His story, in fact, begins as a footnote to another. Mme. Naguib Boutros-Ghali, or Tante Anna to anyone who ever met her, was a Cairo socialite of Armenian origin known for designing Old World-inspired gold jewelry for charity, earmarked with intricately worked and embedded ancient coins, stones and glass collected by local merchants from Egypt’s Greco-Roman, Persian and Pharaonic periods.
In 1964, Ikram was 22 and had been assisting Tante Anna for some time, endlessly enchanted by frequent marketplace hunts for antique bibelots and her creative impulses that reincarnated them as bezels. Although still in university studying chemical engineering to appease his father, Ikram decided to pursue his furtive ambition of becoming a jewelry designer, unheard of for a man in Egypt at the time.
His first few sketches revisited Tante Anna’s embrace of centuries-old designs and updated it with his own contemporary forms and lines, instantly impressing his mentor. Encouraging his artistic drive, Tante Anna introduced him to the traditional hand craftsmen who brought her own conceptions to life and suddenly, the Nakhla brand was born.
Initially too unsure of his talents to exhibit his work in Egypt, Nakhla began peddling his jewelry to any shops he would encounter on his rare travels to Europe. It was during a visit to the tiny resort town of St. Moritz in Switzerland that he sold his first piece, a single Roman coin mounted on silver, for a modest six Egyptian pounds. Buoyed by a few sales on his tours abroad, he decided to introduce himself to the local market. With Tante Anna’s support, word quickly began to spread and soon after, it was not an uncommon sight to see Nakhla entering the homes of the elite, lugging three or four briefcases stuffed with his work.
In 1968, Nakhla was enlisted in the army for mandatory service, devotedly designing jewelry in his limited spare time to give himself something to live for. His stint in the army would only serve to reaffirm the desire to spend the rest of his days doing what he loved most so, upon being granted leave from the service in 1974, he immersed himself fully in his craft, investing what little money he had saved into a few original designs incorporating the 21-carat gold he would soon become renown for. In 1975, a law Tpassed banning the use and sale of antique pieces in Egypt, paving the way for Nakhla’s move to semi-precious stones. His signature aesthetic was complete.

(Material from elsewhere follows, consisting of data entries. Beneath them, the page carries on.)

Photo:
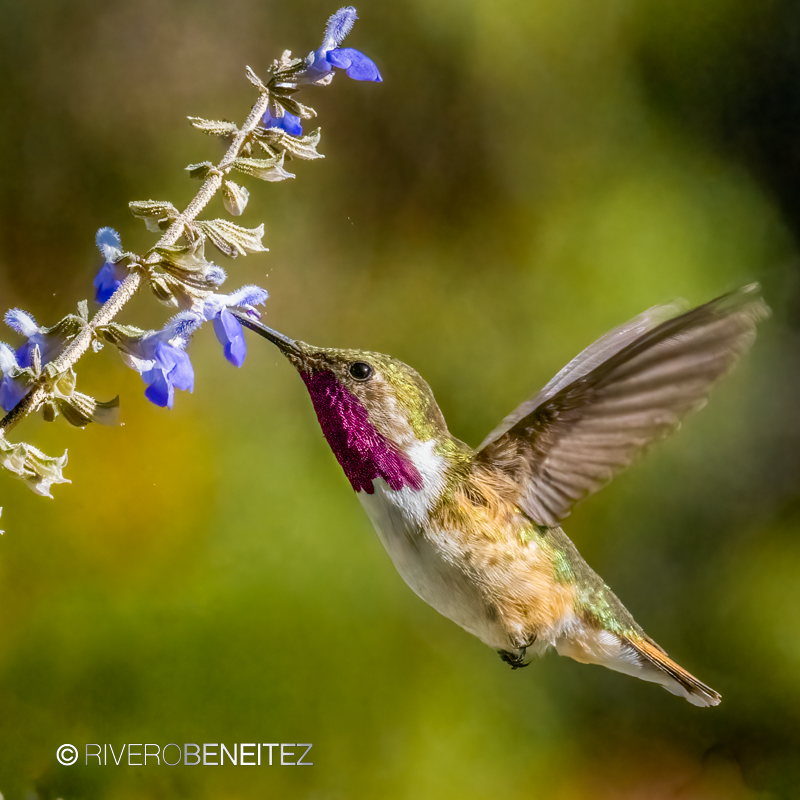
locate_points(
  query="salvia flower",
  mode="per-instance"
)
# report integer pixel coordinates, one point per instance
(13, 386)
(49, 344)
(112, 273)
(288, 122)
(159, 357)
(329, 54)
(228, 329)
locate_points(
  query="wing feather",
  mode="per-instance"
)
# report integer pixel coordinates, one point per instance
(625, 391)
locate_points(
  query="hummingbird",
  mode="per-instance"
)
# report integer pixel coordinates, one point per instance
(476, 533)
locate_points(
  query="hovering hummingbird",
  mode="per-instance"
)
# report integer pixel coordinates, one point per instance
(475, 533)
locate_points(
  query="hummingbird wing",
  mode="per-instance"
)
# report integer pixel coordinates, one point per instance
(625, 391)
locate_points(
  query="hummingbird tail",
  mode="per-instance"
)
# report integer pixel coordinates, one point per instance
(639, 656)
(673, 677)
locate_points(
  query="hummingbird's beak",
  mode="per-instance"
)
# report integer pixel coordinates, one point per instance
(287, 346)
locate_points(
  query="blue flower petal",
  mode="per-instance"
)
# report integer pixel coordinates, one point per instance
(160, 390)
(230, 334)
(177, 366)
(109, 244)
(107, 281)
(357, 65)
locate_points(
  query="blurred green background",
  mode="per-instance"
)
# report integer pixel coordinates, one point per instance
(529, 175)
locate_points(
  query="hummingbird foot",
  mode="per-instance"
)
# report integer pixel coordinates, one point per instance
(516, 660)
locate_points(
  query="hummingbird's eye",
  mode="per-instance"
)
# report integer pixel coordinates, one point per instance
(360, 370)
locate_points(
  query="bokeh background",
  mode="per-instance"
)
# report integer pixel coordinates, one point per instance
(529, 175)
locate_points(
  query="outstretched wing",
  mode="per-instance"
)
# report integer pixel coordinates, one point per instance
(626, 390)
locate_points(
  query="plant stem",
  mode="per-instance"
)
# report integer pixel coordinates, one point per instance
(83, 340)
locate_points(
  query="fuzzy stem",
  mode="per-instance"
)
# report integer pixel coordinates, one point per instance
(81, 343)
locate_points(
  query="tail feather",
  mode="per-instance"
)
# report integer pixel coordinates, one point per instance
(683, 682)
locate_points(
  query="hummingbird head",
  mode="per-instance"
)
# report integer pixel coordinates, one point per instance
(373, 409)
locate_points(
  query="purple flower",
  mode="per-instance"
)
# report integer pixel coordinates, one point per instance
(111, 273)
(329, 55)
(12, 389)
(23, 323)
(228, 329)
(288, 122)
(159, 358)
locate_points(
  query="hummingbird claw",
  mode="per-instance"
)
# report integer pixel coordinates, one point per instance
(516, 660)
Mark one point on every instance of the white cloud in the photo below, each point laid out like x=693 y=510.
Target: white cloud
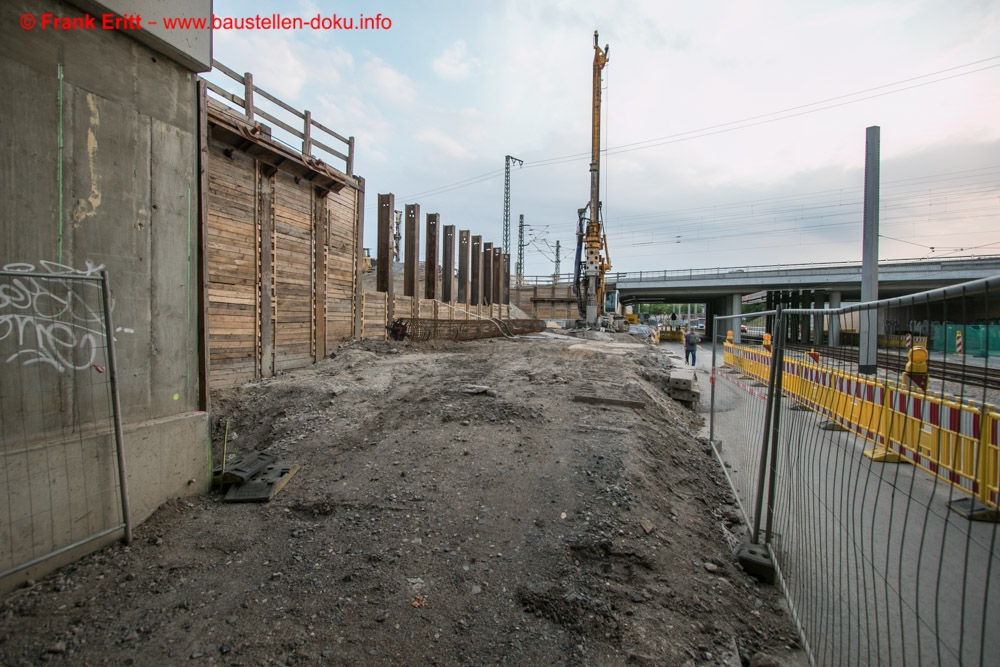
x=441 y=142
x=389 y=84
x=454 y=64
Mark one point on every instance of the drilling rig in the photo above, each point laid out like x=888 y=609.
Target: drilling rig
x=598 y=308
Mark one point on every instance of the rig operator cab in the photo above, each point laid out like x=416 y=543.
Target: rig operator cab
x=598 y=308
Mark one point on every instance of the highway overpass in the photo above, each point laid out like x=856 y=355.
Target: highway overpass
x=896 y=278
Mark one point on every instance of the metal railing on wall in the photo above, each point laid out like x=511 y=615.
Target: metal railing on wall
x=883 y=563
x=311 y=131
x=63 y=480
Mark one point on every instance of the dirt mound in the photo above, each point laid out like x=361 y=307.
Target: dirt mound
x=455 y=506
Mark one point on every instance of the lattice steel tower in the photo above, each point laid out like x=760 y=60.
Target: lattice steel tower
x=506 y=199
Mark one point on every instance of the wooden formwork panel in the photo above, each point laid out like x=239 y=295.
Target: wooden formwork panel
x=233 y=248
x=426 y=309
x=402 y=306
x=294 y=279
x=373 y=316
x=341 y=265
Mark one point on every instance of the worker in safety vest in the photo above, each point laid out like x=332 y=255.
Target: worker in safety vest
x=691 y=341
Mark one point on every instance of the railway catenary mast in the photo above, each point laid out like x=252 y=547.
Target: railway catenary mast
x=591 y=247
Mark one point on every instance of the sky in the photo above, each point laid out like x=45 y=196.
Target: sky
x=733 y=132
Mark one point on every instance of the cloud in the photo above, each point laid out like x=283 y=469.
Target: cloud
x=438 y=140
x=454 y=64
x=389 y=84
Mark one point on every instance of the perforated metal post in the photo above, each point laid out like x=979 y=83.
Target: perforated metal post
x=868 y=326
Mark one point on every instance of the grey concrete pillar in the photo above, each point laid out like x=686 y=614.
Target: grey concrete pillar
x=834 y=324
x=476 y=272
x=736 y=305
x=448 y=263
x=868 y=322
x=431 y=257
x=463 y=266
x=817 y=319
x=487 y=281
x=411 y=252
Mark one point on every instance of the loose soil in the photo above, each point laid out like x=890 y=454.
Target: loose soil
x=454 y=506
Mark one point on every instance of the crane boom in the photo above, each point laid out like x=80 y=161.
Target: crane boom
x=591 y=264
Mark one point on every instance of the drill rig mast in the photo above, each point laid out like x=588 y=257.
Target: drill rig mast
x=591 y=246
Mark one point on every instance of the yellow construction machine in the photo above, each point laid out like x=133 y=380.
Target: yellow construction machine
x=598 y=308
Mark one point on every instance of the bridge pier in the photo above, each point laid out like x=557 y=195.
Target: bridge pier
x=833 y=338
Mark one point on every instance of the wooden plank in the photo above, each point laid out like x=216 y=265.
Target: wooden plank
x=243 y=468
x=263 y=487
x=601 y=400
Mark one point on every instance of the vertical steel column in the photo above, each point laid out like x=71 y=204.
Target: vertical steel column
x=448 y=263
x=476 y=271
x=555 y=276
x=818 y=301
x=463 y=266
x=116 y=408
x=431 y=257
x=868 y=325
x=769 y=320
x=498 y=278
x=487 y=274
x=772 y=406
x=833 y=339
x=506 y=279
x=411 y=254
x=384 y=257
x=777 y=361
x=520 y=251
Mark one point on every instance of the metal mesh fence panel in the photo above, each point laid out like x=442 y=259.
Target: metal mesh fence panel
x=883 y=518
x=61 y=479
x=420 y=329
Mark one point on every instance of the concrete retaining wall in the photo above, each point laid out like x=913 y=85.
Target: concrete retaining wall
x=99 y=169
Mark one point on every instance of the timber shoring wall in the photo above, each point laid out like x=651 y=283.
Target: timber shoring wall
x=282 y=259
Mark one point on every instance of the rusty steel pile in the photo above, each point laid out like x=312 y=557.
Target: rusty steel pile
x=419 y=329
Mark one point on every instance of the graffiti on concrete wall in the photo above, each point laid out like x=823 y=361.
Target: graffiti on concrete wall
x=55 y=319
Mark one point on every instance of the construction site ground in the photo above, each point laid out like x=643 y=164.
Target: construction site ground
x=454 y=506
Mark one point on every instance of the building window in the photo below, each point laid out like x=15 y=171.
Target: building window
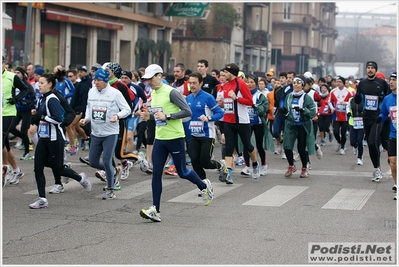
x=287 y=11
x=287 y=43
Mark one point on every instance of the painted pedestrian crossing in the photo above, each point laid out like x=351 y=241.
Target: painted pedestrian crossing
x=277 y=196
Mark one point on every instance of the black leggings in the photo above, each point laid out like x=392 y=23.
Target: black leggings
x=230 y=132
x=301 y=146
x=324 y=123
x=356 y=138
x=25 y=116
x=259 y=134
x=8 y=122
x=372 y=132
x=340 y=128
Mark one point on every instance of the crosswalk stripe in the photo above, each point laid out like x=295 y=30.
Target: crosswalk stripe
x=192 y=196
x=276 y=196
x=349 y=199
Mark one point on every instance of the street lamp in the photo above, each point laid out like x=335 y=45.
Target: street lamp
x=357 y=26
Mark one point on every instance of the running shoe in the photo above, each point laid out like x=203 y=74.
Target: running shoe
x=290 y=171
x=240 y=161
x=109 y=194
x=74 y=150
x=255 y=172
x=263 y=170
x=169 y=163
x=40 y=203
x=207 y=193
x=377 y=175
x=26 y=157
x=151 y=214
x=171 y=171
x=101 y=175
x=85 y=182
x=223 y=171
x=338 y=147
x=304 y=173
x=16 y=177
x=319 y=153
x=245 y=171
x=125 y=170
x=229 y=178
x=57 y=188
x=85 y=160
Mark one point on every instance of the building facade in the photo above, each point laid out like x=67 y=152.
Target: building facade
x=86 y=33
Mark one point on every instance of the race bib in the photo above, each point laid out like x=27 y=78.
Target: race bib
x=341 y=107
x=392 y=113
x=357 y=123
x=157 y=122
x=228 y=105
x=371 y=102
x=99 y=114
x=252 y=114
x=43 y=129
x=197 y=128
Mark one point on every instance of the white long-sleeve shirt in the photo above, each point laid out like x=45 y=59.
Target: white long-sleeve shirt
x=102 y=106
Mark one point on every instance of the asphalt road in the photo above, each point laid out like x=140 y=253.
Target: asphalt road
x=265 y=222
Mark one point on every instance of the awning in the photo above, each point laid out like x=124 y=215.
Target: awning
x=82 y=19
x=7 y=22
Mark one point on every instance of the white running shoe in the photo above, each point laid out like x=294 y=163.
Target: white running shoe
x=245 y=171
x=319 y=153
x=263 y=170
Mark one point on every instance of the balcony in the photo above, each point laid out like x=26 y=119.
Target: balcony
x=256 y=38
x=204 y=31
x=299 y=19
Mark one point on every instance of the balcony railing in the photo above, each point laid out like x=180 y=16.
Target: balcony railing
x=204 y=30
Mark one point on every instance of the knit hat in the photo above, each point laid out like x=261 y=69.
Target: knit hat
x=373 y=64
x=83 y=68
x=115 y=68
x=96 y=66
x=342 y=79
x=151 y=70
x=102 y=75
x=127 y=73
x=22 y=71
x=39 y=71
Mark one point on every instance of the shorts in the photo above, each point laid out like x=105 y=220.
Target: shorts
x=392 y=147
x=132 y=123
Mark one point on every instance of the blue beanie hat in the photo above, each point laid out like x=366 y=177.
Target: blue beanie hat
x=39 y=71
x=101 y=74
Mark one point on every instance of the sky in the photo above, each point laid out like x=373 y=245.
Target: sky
x=365 y=6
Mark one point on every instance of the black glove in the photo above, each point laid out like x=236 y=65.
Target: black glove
x=11 y=101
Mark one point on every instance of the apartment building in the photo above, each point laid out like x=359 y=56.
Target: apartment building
x=85 y=33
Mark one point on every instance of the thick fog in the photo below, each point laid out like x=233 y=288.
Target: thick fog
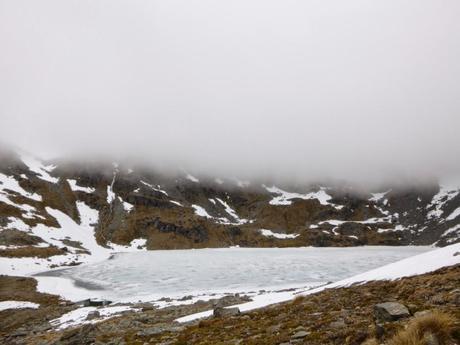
x=360 y=89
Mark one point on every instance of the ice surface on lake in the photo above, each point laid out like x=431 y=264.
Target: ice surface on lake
x=172 y=273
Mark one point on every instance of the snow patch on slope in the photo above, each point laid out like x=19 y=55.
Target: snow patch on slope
x=285 y=198
x=42 y=171
x=76 y=188
x=269 y=233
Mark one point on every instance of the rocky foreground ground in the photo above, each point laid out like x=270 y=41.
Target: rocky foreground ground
x=423 y=309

A year later he would meet the other love of his life, a client named Laila Neamatalla, whose keen eye for unexpected color combinations and far-reaching social network would inspire Nakhla’s growth both as a designer and a brand. They quickly began sketching together and were engaged a year later. Once married, they were hosting their burgeoning local and international client base out of their own home.
The first and only Nakhla shop finally opened on the Nile in 1983. It still stands in its original location today.